Multiple HBV integrations are associated with chromosomal translocations. (A to C) Overview of HBV integration and translocation events in huH-1 (A), PLC/PRF/5 (B), and Hep3B (C) cell lines. Each chimeric junction is noted with an arrow mapped against the host genome on the x axis and HBV genome on the y axis. The direction of each arrow indicates the section of HBV included at the respective junction. Lines connecting two chimeric junctions indicate that reads support pairing of those junctions. Diagonal lines connecting two chimeric junctions indicate HBV-associated translocations. Major contigs from each cell line are shown on the right.

FIG 5

HBV architecture and transcriptional profiles of HBV integrations and translocations in huH-1 and PLC/PRF/5 cells. PacBio Reads from huH-1 (A), PLC/PRF/5 (B), and Hep3B (C) cells were used for de novo assembly of each major integration site. The resulting contigs delineated the sequence structure of integrated HBV sequences, including inversions and deletions. Chimeric reads generated by targeted Iso-Seq were used to assign a transcriptional activity, or lack thereof, to each integration event. E1 and E2 denote know enhancer regions (38, 39).

FIG 6

SNVs resolve nonchimeric HBV RNAs from two unique integration events. (A) In addition to chimeric HBV RNAs, we identified a large number of nonchimeric HBV RNAs in huH-1 cells. The majority of these transcripts resolved into two unique SNV profiles.
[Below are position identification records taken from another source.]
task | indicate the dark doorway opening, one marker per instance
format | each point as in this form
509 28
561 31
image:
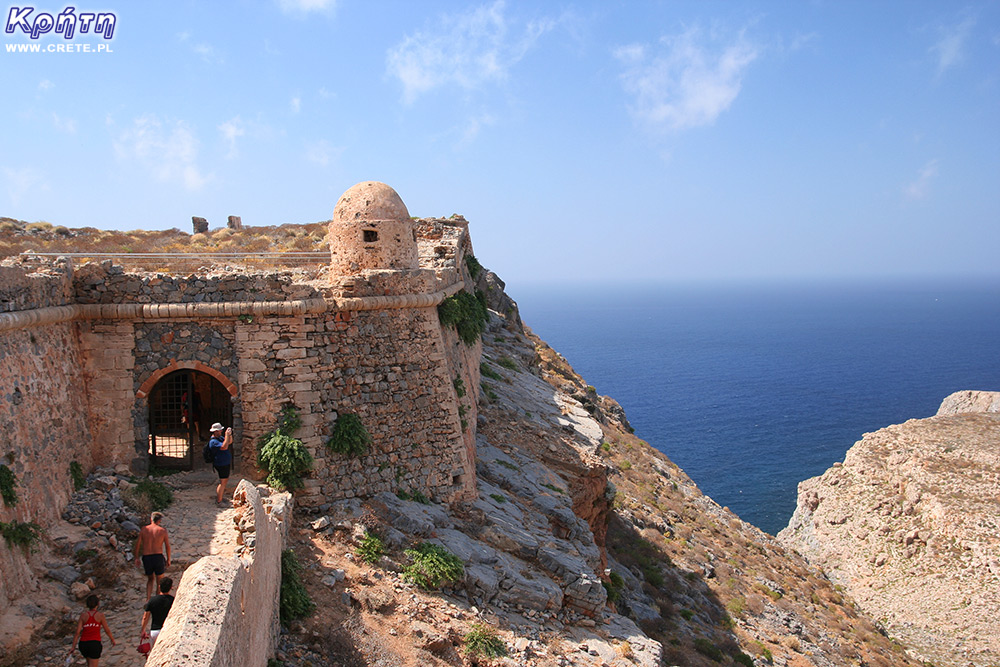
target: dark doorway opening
182 407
The first SNV aligned contig ix, shown in Fig. 5 (B) The second SNV aligned with contig iii, shown in Fig. 5.

FIG 7

Iso-Seq differentiates transcripts from integrations through unique 3′ termini. (A) Targeted Iso-Seq libraries were generated from huH-1, PLC/PRF/5, and Hep3B cells and AD38-infected PHHs. Gray lines indicate individual long reads. Colored dots indicate reads are chimeric with host chromosomes. (B) Quantification of each transcript was performed by reducing PCR duplicates using UMIs and then quantifying the number of unique reads assigned to each transcript type.

FIG 8

Three novel transcripts types associated with HBV identified by Iso-Seq. Representative HBV RNA sequence reads from PHH (A), PLC/PRF/5 (B), and huH-1 (C) represent the three distinct transcript types identified. The poly(A) signal is in red, while the poly(A) tail is in green. Breakpoints between HBV sequence and host sequence is marked with a caret (^). In panel B, HBV is fused to the MVK gene and is in frame with MVK’s start codon (underlined). (D) Quantification of the host aligning sequence length from chimeric transcripts. A histogram of HBV aligning read length from huH-1, PLC/PRF/5, Hep3B, and AD38 infected PHH cells is plotted in the purple bar graphs. The corresponding total read length, which corresponds to HBV and host aligning sequence, is plotted in gray bar graphs. PLC/PRF/5 and Hep3B cells both contain many chimeric transcripts with >1,000 nucleotides of host sequence appended to the 3′ end of HBV reads.